I got in the car and drove to the Parkway and out through Fairmount Park and over to Montgomery Pike. Along the way I left a lot of scorched rubber on the paving, but it still took twenty-five minutes to reach a driveway that looked like the one I wanted. It had been years since I dropped in to see Sheldon at home. I sent the jalopy skidding up the winding drive. My first glimpse of the house gave me a bad moment because it didn't look familiar. But as I curved around in front I saw the familiar low Colonial lines. What had thrown me off was that Sheldon had added a wing.

I jammed on the brakes and jumped out and ran to the door and leaned on the bell. It shrilled and shrilled inside the house. When nobody came I pounded the door. There had to be somebody home. Where were the servants? Where—

A voice inside yelled, "What's the idea?" The door jerked open. It was Sheldon. He stared at me and said, "You don't have to knock the house down. What's the matter?"

"It's Nancy," I gasped. "She's in trouble. You've got to help. She—" I had to stop for breath.

"Take it easy, Pete."

"We haven't much time. We—"

"Settle down or you won't make sense. I know you when you get excited. Sorry you had to wait. I was all set to go on a trip a week ago and gave the servants a vacation. So there wasn't anyone else to answer the door. Come on in and sit down and cool off."

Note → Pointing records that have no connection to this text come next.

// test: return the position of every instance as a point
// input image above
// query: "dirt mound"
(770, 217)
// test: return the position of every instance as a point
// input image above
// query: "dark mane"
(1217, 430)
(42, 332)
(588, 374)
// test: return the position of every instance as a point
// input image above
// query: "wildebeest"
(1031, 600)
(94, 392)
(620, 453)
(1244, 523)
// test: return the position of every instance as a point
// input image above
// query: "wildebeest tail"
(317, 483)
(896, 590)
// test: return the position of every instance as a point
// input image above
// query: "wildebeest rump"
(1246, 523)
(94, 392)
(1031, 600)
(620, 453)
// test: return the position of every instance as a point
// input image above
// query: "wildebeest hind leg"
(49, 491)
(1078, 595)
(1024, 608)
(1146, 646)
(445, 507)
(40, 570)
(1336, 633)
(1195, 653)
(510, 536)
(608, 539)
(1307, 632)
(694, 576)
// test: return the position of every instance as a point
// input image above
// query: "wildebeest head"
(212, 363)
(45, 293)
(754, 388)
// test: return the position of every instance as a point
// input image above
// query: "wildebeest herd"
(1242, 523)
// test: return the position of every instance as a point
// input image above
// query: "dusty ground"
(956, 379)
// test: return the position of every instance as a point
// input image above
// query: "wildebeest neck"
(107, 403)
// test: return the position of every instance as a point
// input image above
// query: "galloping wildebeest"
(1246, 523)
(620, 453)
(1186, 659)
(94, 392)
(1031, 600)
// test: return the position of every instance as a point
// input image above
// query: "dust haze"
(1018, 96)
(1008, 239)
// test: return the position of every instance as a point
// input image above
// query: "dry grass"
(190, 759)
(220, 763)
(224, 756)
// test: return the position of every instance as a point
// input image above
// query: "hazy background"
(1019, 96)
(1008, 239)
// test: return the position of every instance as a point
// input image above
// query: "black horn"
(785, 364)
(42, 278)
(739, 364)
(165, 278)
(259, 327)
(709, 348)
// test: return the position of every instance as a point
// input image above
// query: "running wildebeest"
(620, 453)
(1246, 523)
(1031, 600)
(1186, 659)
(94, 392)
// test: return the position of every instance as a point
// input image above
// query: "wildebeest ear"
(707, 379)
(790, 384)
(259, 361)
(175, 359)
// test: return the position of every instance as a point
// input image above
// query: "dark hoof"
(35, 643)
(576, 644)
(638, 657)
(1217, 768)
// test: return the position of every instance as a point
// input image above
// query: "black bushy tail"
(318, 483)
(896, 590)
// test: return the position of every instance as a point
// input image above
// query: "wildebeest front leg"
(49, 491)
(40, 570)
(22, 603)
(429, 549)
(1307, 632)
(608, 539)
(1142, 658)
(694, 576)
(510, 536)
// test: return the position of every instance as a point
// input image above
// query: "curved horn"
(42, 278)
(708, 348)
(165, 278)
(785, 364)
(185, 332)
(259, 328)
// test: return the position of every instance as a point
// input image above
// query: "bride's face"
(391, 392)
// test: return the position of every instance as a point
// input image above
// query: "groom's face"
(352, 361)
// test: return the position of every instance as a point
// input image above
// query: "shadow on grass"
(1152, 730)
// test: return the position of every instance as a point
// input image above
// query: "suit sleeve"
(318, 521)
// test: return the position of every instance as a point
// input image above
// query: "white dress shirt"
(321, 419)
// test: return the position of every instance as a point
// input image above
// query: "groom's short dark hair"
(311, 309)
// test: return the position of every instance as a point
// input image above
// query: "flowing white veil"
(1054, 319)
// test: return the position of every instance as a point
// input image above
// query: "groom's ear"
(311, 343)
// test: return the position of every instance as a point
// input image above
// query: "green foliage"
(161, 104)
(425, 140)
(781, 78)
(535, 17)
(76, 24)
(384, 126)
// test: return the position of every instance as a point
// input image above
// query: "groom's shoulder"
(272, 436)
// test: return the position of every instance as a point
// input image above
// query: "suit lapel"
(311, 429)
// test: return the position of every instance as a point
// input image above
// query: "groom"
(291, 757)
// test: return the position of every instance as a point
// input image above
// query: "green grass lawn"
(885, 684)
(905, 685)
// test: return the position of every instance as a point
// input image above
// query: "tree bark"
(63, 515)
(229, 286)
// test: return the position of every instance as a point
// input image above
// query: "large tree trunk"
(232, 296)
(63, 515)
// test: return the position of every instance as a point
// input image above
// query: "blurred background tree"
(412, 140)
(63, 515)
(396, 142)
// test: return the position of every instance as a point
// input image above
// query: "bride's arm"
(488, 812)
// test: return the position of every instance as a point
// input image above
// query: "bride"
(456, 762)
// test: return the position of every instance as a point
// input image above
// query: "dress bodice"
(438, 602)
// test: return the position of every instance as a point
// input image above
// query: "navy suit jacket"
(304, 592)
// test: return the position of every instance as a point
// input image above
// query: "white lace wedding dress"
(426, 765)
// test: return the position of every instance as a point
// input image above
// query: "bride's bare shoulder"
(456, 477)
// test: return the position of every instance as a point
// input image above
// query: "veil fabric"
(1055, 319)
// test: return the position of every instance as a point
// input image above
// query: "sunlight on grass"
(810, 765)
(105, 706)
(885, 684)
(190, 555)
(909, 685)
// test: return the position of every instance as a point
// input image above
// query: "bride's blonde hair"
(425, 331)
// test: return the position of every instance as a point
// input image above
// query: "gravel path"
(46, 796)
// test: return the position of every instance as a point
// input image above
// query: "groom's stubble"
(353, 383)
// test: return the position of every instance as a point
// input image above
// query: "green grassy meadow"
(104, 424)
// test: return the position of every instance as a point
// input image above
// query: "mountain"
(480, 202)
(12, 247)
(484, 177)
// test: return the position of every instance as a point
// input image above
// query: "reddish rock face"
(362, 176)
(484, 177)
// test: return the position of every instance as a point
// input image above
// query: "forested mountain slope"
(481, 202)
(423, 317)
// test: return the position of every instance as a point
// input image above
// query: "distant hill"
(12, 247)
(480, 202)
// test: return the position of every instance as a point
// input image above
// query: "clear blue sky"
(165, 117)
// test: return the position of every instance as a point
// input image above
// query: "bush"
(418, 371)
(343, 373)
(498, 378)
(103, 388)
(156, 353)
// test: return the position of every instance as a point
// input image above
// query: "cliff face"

He led the way into a trophy room off the hall. It was filled with things he had shot in Africa. Sheldon hadn't mounted his animal heads flat on the wall the way hunters usually do. He had them fixed to look alive and dangerous—peering around corners, crouched to spring, snarling. It was done with indirect lighting and shadows that made you think the whole animal was there, instead of perhaps just a head and one paw. Sheldon dropped into a leather chair. To his right the black nose and one mad eye of a Cape buffalo glared at me from around a cor-

ner. In the shadows behind him, light rippled like a soft blue flame along the barrels of rifles and shotguns.

"All right," he said. "Let's have it."

"I don't want to waste time repeating anything you already know," I said. "How much did Nancy tell you last night about Nick Accardi and the painting and Lassiter, after you took her home?"

"Pretty much everything, Pete. Oh, she tried to hold out on me on one thing. She wasn't going to tell me she was hiding Nick upstairs."